Live ammo used in Sudan demo clampdown: opposition

Sudanese security forces are using live ammunition and increasingly aggressive tactics against unprecedented anti-government demonstrations sparked by inflation, a senior opposition figure alleged on Wednesday.

 

Mariam al-Mahdi, the daughter of former prime minister Sadiq al-Mahdi, said the Wad Nubawi mosque, linked to her Umma Party, has been the scene of worsening attacks by government forcesagainst peaceful protesters gathered on Fridays.

“Each time, the brutality, the aggressiveness, has been… increasing,” said Mahdi, a member of the politbureau in the party led by her father, speaking in an interview with AFP.

Authorities began to use gas and rubber bullets on June 22 when small demonstrations broke out after Friday prayers at the mosque, and elsewhere in the city, but things got worse the following week, she said.

“People were besieged inside the mosque,” as police and agents of the National Intelligence and Security Service attacked “at the time of prayers,” said Mahdi, who witnessed the events.

The protesters were, however, able to set up a first-aid area for those affected by gas or struck by the rubber bullets, as two female university students were, she said.

“They used live ammunition,” mostly firing in the air in an effort to disperse people, but a security agent deliberately wounded one person in the leg, she alleged.

Last Friday, when hundreds of party members and others again held a sit-in at the mosque, which has become a focus for the demonstrators, the security cordon tightened and there was no way to provide first aid to the injured, Mahdi said.

“They deliberately concentrated on isolating the people who were sitting in, from any help,” she said, adding that “sound bombs” were used as well as gas.

“We had many hit with rubber bullets. Again one hit with live ammunition,” she said.

“So it seems it is very much escalating,” Mahdi said. “It’s shameless brutality.

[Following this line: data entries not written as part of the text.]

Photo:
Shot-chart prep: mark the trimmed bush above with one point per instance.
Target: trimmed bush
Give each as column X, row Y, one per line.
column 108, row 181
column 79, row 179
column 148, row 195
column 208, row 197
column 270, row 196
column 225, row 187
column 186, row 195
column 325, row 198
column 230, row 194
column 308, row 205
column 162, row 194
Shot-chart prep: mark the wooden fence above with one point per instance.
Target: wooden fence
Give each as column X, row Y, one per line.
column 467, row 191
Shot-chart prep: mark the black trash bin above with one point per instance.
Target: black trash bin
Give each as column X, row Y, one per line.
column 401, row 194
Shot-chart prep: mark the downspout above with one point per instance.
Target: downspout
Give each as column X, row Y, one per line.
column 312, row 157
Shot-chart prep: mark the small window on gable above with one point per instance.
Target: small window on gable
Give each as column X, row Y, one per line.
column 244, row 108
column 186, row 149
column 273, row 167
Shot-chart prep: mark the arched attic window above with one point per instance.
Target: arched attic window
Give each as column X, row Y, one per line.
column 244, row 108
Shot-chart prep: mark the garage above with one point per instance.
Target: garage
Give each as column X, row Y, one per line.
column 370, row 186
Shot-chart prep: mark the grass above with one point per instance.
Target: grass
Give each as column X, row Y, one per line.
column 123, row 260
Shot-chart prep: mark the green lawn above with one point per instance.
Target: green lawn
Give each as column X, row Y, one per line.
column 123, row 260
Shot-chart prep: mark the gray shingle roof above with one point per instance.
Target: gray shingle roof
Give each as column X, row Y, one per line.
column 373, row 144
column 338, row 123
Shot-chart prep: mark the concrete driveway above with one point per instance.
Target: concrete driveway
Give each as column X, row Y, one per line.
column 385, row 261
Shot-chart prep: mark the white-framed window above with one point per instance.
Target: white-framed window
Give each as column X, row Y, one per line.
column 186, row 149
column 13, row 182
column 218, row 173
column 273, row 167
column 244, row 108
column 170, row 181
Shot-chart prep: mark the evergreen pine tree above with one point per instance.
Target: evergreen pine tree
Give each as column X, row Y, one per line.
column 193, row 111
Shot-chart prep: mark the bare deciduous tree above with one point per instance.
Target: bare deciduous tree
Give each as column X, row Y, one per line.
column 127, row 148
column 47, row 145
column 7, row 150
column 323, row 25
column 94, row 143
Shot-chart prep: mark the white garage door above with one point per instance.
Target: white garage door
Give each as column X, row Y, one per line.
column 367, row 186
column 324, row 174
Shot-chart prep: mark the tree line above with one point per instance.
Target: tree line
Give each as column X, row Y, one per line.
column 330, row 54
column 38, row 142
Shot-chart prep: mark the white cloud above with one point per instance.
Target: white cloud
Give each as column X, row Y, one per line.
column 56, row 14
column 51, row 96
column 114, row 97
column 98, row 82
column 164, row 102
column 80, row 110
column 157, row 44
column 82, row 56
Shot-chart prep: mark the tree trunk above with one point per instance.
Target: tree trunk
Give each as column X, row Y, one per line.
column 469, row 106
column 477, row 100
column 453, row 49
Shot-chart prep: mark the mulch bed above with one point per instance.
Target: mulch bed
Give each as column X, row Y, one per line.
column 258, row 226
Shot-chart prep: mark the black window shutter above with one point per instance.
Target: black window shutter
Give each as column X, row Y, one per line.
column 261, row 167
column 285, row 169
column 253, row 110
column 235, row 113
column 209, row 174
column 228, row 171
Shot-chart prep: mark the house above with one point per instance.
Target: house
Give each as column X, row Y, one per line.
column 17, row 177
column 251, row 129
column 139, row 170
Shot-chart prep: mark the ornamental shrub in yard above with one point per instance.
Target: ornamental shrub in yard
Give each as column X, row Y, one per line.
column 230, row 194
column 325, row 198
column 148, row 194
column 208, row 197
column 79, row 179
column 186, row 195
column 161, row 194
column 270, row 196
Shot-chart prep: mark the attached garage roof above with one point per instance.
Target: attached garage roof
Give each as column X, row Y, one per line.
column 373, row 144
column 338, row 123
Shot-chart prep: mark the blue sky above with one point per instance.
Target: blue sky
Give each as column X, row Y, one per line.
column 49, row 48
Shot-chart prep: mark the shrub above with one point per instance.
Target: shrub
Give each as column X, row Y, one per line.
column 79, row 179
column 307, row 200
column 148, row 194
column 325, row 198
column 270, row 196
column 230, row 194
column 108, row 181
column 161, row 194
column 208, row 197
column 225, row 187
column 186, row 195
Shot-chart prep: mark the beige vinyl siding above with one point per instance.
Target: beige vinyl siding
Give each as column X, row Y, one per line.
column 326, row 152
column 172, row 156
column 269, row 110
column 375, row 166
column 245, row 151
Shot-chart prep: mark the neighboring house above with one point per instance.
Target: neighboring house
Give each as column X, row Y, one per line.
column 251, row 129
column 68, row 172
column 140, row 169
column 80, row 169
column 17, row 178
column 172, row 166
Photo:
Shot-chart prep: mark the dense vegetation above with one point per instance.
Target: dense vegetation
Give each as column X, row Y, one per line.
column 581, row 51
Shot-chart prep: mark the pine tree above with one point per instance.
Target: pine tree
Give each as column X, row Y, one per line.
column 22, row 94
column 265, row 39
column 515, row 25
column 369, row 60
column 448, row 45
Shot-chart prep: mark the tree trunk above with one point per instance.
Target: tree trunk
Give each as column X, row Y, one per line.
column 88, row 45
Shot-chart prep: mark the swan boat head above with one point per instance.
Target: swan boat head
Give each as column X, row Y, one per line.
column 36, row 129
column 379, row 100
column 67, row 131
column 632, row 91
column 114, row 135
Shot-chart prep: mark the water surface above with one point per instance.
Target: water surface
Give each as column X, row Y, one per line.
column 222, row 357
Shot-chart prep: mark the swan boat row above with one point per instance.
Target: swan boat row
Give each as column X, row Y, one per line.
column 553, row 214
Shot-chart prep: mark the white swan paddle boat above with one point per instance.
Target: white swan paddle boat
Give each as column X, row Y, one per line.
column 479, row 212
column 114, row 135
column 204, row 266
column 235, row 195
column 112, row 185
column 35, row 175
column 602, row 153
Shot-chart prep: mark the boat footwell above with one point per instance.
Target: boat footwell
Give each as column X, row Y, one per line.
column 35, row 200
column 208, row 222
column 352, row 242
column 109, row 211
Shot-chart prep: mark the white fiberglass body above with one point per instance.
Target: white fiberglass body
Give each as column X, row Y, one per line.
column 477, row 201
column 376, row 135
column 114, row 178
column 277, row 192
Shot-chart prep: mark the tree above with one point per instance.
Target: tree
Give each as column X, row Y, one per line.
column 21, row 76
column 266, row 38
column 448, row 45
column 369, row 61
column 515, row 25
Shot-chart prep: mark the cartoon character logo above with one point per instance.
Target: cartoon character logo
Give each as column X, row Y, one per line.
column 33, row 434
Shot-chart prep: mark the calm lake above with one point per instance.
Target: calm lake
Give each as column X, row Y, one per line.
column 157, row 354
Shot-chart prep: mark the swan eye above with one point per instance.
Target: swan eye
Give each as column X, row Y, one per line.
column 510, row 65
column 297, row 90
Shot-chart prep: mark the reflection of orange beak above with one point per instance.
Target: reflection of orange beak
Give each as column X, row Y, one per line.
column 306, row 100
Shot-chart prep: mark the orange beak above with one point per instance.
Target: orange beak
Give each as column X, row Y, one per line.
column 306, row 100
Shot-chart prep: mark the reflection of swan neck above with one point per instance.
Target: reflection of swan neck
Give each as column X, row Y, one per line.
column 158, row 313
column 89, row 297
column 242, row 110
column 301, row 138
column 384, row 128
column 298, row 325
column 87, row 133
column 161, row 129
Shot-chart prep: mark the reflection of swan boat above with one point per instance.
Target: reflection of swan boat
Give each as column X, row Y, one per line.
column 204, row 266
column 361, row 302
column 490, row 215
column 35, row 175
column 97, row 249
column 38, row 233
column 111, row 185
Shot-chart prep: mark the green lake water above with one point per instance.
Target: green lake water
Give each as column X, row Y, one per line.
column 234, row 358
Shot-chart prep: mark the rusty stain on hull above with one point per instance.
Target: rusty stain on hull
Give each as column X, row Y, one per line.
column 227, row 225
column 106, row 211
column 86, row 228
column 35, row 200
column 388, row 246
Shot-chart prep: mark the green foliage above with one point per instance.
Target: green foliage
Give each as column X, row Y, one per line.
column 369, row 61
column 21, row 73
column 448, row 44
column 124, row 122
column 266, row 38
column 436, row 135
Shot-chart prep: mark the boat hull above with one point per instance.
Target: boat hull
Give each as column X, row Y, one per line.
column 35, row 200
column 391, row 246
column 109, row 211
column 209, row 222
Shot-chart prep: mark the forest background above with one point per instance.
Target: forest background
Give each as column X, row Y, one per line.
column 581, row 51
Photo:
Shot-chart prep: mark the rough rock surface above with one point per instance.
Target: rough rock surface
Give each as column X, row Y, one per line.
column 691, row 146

It’s the shameless attack on mosques.”

Protests in Sudan began on June 16, when University of Khartoum students first voiced their opposition to high food prices.

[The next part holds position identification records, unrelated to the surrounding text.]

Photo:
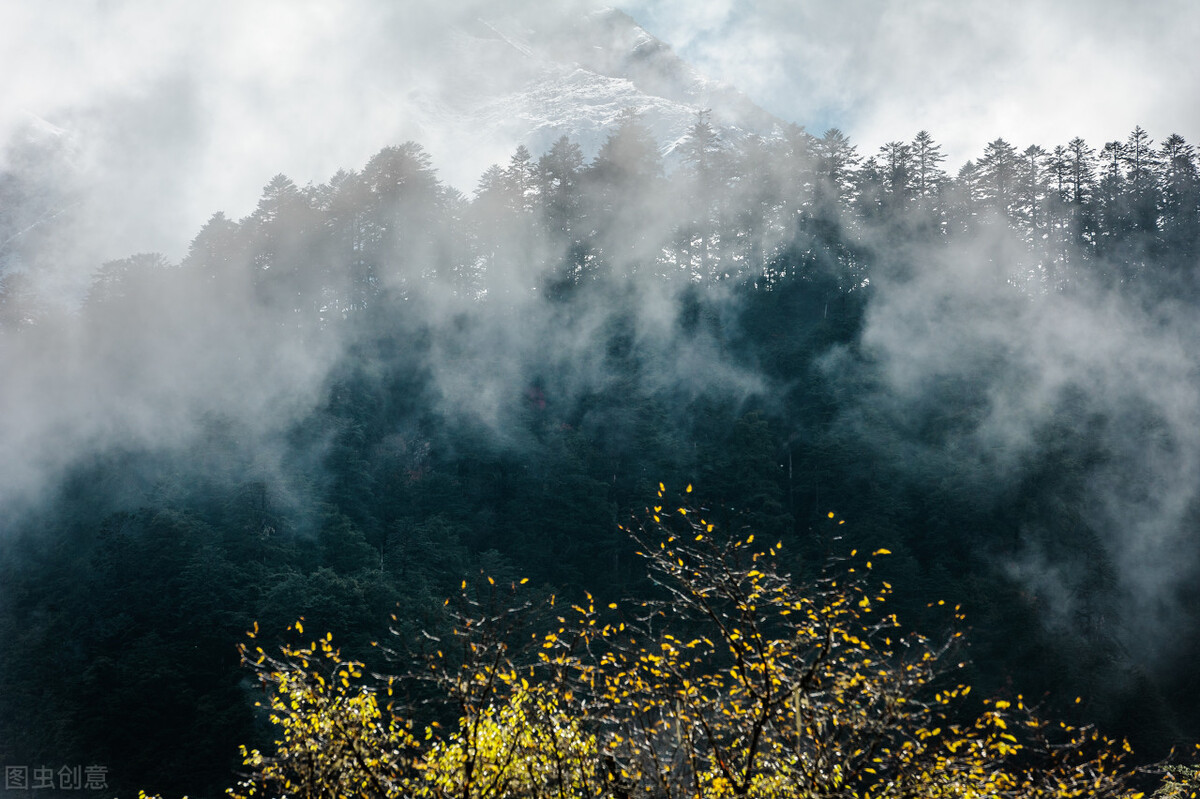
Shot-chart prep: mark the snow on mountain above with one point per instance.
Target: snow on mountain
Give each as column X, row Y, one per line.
column 529, row 80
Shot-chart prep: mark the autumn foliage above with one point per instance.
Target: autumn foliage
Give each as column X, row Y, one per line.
column 732, row 679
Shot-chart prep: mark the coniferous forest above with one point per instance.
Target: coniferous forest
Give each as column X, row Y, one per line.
column 366, row 390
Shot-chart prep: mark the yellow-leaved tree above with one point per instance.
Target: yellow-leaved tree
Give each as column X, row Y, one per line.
column 733, row 680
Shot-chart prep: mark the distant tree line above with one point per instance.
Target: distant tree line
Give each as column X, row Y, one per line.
column 652, row 328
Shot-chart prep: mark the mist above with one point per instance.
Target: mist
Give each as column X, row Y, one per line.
column 231, row 265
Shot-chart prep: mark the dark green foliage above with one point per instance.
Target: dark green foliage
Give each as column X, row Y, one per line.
column 502, row 380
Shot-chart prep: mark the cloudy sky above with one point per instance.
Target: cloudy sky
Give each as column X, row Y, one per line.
column 183, row 109
column 969, row 71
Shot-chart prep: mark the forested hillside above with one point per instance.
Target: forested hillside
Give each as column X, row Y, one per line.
column 341, row 404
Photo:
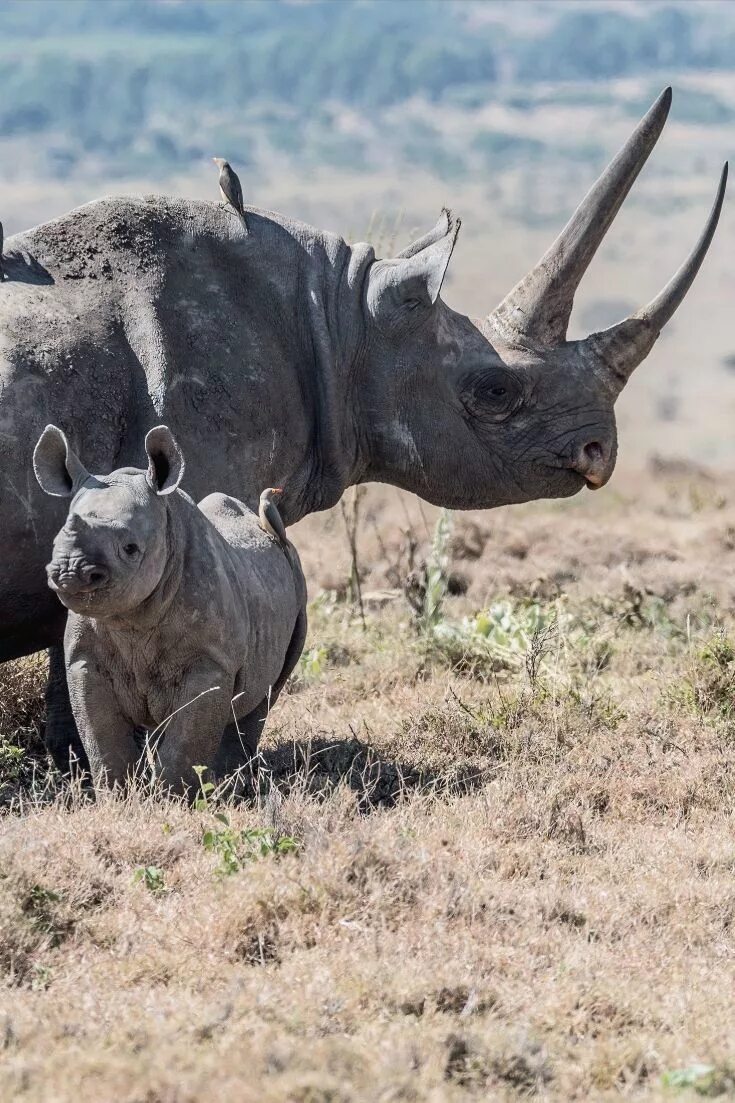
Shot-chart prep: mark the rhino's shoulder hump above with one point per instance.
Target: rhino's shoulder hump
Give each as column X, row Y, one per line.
column 236, row 522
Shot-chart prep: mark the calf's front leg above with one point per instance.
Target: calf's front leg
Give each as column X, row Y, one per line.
column 192, row 736
column 106, row 734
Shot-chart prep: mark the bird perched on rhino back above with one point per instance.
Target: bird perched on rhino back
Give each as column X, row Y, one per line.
column 230, row 186
column 269, row 516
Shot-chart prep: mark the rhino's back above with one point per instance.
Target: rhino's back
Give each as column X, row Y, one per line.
column 265, row 573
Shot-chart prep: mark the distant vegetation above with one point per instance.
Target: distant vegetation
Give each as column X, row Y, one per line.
column 116, row 84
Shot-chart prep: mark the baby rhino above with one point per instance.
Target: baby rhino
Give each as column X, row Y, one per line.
column 179, row 612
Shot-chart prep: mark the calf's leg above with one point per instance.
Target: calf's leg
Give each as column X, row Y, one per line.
column 107, row 735
column 192, row 736
column 61, row 736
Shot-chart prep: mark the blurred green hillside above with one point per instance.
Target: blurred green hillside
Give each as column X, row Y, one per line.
column 104, row 87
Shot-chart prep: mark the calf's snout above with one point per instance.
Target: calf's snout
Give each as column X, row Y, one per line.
column 74, row 577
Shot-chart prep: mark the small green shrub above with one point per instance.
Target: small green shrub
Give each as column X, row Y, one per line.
column 501, row 636
column 236, row 847
column 151, row 877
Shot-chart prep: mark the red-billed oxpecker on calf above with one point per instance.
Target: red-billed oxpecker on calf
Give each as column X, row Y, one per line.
column 334, row 367
column 270, row 520
column 183, row 619
column 230, row 185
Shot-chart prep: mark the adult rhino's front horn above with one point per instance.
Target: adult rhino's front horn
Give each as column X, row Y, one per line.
column 535, row 314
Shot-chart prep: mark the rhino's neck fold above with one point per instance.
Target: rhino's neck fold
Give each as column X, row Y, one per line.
column 333, row 346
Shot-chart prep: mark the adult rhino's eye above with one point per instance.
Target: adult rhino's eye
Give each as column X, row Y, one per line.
column 491, row 395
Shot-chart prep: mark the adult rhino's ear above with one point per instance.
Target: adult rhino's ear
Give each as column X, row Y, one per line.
column 166, row 463
column 409, row 284
column 57, row 468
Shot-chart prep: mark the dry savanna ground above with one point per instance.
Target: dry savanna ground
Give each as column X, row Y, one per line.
column 490, row 852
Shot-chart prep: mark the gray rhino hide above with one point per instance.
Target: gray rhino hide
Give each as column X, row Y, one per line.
column 280, row 355
column 195, row 623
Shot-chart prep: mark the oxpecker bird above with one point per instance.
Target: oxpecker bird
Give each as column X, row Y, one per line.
column 270, row 520
column 230, row 186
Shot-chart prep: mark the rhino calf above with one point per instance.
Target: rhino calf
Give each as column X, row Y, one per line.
column 168, row 600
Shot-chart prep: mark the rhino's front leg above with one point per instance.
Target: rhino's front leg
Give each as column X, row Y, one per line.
column 61, row 735
column 193, row 734
column 106, row 734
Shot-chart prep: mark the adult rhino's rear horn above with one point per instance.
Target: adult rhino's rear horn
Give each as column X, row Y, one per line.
column 538, row 309
column 624, row 345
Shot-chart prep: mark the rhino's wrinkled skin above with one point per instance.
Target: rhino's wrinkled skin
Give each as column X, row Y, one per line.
column 284, row 356
column 183, row 619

After President Omar al-Bashir announced austerity measures, including tax hikes and an end to cheap fuel, protests spread to include a cross-section of people around the capital and in other parts of Sudan.

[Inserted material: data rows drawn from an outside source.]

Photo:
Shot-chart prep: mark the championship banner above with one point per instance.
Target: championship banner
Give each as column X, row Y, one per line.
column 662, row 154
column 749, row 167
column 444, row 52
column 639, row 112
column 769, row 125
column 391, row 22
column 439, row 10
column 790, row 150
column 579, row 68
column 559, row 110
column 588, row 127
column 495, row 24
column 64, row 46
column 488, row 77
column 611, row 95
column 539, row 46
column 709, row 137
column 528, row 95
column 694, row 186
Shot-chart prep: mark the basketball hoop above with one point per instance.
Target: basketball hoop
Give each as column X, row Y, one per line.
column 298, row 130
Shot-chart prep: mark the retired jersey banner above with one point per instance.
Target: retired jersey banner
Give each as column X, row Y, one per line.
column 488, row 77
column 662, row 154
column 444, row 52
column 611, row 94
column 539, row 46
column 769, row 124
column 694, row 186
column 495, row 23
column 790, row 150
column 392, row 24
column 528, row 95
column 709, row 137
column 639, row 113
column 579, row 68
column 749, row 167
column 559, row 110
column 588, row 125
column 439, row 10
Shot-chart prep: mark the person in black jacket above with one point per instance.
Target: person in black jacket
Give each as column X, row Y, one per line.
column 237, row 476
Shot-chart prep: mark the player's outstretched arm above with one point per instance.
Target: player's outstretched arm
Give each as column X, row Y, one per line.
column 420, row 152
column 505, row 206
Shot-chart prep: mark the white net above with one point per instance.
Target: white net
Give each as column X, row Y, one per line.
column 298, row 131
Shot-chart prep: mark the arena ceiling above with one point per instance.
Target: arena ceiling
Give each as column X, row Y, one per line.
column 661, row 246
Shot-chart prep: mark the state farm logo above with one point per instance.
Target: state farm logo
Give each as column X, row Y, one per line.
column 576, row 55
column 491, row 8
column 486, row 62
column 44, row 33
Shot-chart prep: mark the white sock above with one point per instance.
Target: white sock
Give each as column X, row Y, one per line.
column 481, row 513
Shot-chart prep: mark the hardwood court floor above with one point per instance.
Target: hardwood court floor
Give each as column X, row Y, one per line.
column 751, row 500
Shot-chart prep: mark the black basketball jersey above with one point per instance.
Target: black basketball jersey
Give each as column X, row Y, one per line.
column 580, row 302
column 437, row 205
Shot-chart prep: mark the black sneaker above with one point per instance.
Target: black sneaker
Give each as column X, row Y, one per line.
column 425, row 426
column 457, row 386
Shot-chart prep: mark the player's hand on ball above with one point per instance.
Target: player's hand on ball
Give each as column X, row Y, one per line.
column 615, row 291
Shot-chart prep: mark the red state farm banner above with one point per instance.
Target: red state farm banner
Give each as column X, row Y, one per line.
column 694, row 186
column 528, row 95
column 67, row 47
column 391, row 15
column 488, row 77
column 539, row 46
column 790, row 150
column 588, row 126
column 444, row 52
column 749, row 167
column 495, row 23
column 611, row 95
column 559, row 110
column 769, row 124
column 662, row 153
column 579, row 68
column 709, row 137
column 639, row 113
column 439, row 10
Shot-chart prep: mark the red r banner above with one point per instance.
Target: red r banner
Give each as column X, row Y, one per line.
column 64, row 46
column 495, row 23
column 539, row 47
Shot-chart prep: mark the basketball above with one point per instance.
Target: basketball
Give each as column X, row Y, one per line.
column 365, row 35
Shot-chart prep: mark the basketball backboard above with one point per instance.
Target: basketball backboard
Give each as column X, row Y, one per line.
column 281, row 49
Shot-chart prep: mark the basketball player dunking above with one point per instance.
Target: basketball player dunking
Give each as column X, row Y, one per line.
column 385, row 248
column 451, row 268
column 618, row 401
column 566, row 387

Now in their fourth week, the scattered demonstrations are the longest-running challenge to the regime of Bashir, who seized power in 1989 from democratically-elected Sadiq al-Mahdi.

The European Union, Canada, the United Nations, Britain and the United States have expressed concern over Khartoum’s response to the protests.

In late June police said they were responding “with a minimum use of force” against the demonstrators, whom the government calls “rioters” posing a threat to Sudan’s stability.

Bashir has played down the demonstrations as small-scale and not comparable to the Arab Spring uprisings in Egypt and elsewhere, maintaining that he himself remains popular after 23 years in power.

Mariam al-Mahdi said she did not know what will happen at the Wad Nubawi mosque this Friday but the government’s attitude is hardening.

“They have been saying in the media, in the radio, they will not allow any mosques to be used for… foreign conspiracies and they will close any mosque which allows itself to be a forum for such activities,” she said.